The degree to which earliness and yield are improved by cross-pollination is an important consideration when forming planting recommendations for SHB. Early fruit maturity is a critical factor for the SHB industry, as growers rely on the high-value marketing period between the conclusion of southern hemisphere fresh blueberry imports and onset of harvest in traditional U.S. production regions.

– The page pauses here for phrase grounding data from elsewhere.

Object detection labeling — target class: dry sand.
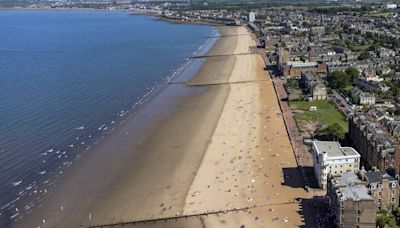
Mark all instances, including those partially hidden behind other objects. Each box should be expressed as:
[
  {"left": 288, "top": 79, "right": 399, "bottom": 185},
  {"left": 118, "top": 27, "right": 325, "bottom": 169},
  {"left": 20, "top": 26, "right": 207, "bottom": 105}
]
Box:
[
  {"left": 14, "top": 26, "right": 311, "bottom": 228},
  {"left": 104, "top": 27, "right": 312, "bottom": 228},
  {"left": 181, "top": 27, "right": 311, "bottom": 227}
]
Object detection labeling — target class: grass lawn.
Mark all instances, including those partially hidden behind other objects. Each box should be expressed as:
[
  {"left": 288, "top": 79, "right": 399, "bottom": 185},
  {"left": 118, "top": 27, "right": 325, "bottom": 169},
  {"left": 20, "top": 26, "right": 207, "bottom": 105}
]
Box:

Therefore, current recommendations suggest including multiple cultivars for cross-pollination in all new SHB plantings. However, larger single-cultivar fields are easier to manage, particularly for some of the common cultural practices necessary for production in subtropical regions (e.g., timing and rate of hydrogen cyanamide application), and would be desirable for mechanical harvest.
The objective of this study was to compare the effects of cross- and self-pollination on fruit set, fruit size, seed number, and time to reach berry maturity among new and traditional SHB cultivars.